Grafik 3: Kombination von sprachlicher und raumtypischer Konfliklinie.Die sozialstrukturellen Differenzen haben sich seiher etwas gelegt, die vorherrschenden Gegensätze halten sich allerdings nach wie vor hartnäckig – wenngleich auf leicht tieferem Niveau. Von einer umfassenden Annäherung kann nicht die Rede sein. Dies trifft sowohl auf die einzelnen Spaltungen für sich, als auch die geschichteten Gegensätze zu.

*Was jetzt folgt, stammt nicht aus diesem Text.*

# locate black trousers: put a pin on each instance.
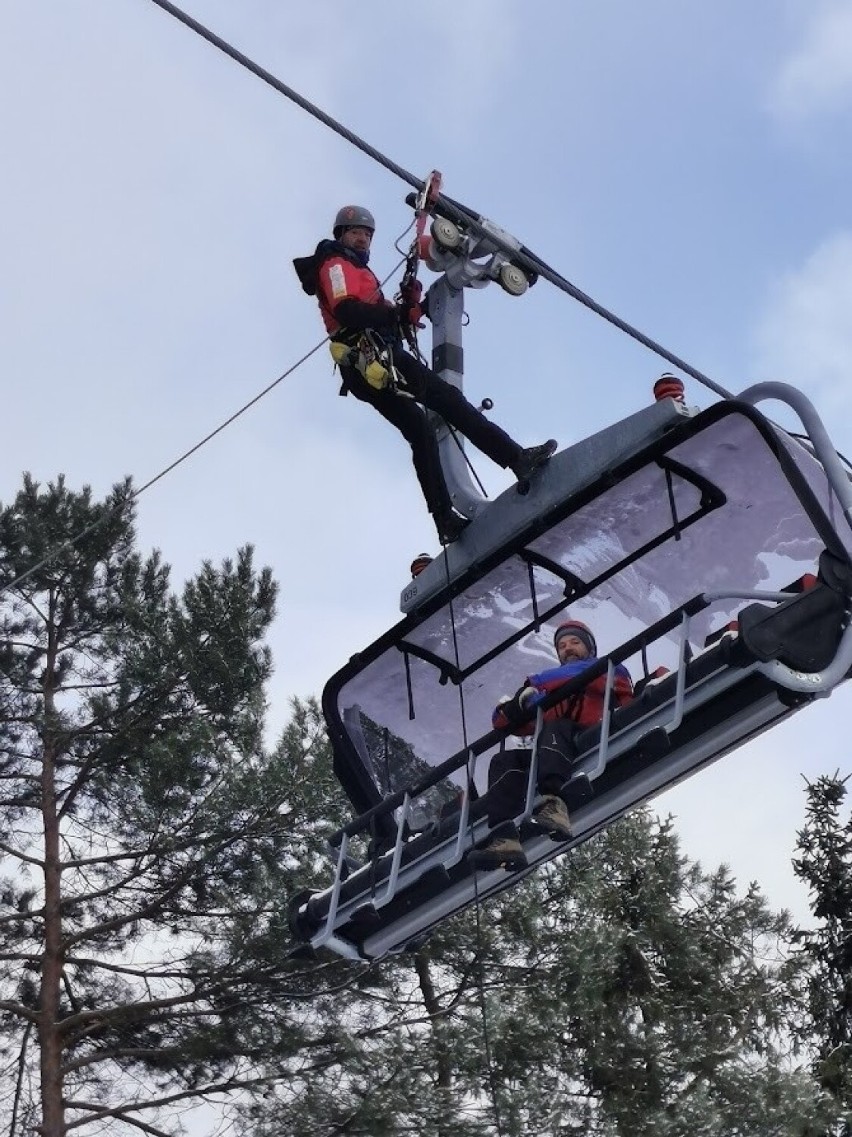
(410, 418)
(510, 770)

Festgefahrene Antagonismen
Ob und inwiefern sich der Zuspruch zur Armee in den vergangenen Jahrzehnten verändert hat vermag die durchgeführte Analyse nicht zu beantworten. Die wiederholt wuchtig abgelehnten GSoA-Initiativen deuten darauf hin, dass die Armee in der Schweizer Bevölkerung ungebrochenen Rückhalt geniesst. Die nuancierte Betrachtung der Abstimmungsergebnisse nach Siedlungstypen und Sprachregionen der Gemeinden lässt hingegen – trotz der auf den ersten Blick deutlich verworfenen Volksbegehren – in sämtlichen armeerelevanten Volksbegehren persistente, teilweise tiefe politische Risse zutage treten. Im Speziellen sind dies die Antagonismen zwischen urbanen und ruralen Gegenden sowie der sprachkulturelle „Röstigraben“. Die Klarheit der nationalen Abstimmungsergebnisse darf deshalb keineswegs über die vorherrschenden Spaltungen hinwegtäuschen.

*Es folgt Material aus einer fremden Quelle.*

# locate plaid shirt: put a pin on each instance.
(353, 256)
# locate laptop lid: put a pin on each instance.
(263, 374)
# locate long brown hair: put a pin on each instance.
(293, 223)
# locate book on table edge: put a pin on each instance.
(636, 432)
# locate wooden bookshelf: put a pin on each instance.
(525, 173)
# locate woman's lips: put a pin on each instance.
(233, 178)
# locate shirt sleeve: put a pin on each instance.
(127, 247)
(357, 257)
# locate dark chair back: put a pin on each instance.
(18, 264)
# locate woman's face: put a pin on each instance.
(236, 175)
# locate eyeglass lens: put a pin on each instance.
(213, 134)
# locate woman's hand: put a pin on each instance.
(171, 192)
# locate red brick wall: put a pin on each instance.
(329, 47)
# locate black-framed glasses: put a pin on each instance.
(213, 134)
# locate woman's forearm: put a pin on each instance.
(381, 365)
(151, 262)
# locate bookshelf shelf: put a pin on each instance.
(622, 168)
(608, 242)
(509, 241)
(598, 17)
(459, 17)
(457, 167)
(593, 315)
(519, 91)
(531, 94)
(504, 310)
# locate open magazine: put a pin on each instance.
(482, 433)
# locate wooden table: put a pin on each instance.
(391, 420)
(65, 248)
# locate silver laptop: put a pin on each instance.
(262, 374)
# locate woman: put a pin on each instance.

Der Abstimmungskampf zur nächsten militärpolitischen Volksbefragung ist bereits lanciert („Bundesgesetz über den Fonds zur Beschaffung des Kampfflugzeugs Gripen“). Ob das von Armeekritikern getragene fakultative Referendum am 18. Mai das erforderliche Volksmehr erreichen wird, scheint ungewiss. Dass sich jedoch wiederum Klüfte zwischen Stadt und Land und den Sprachregionen auftun werden, scheint unzweifelhaft. Basierend auf den Entwicklungen der vergangenen Jahrzehnte dürften die gesellschaftlichen Spaltungen in militärpolitischen Fragen in absehbarer Zeit kaum verschwinden, obwohl die Gräben in den vergangenen Jahren zumindest etwas zugeschüttet worden sind. Noch einige Male werden also im Kampf um die „heilige Kuh“ offensichtlich unverrückbare Konfliktlinien antagonistisch aufeinanderprallen.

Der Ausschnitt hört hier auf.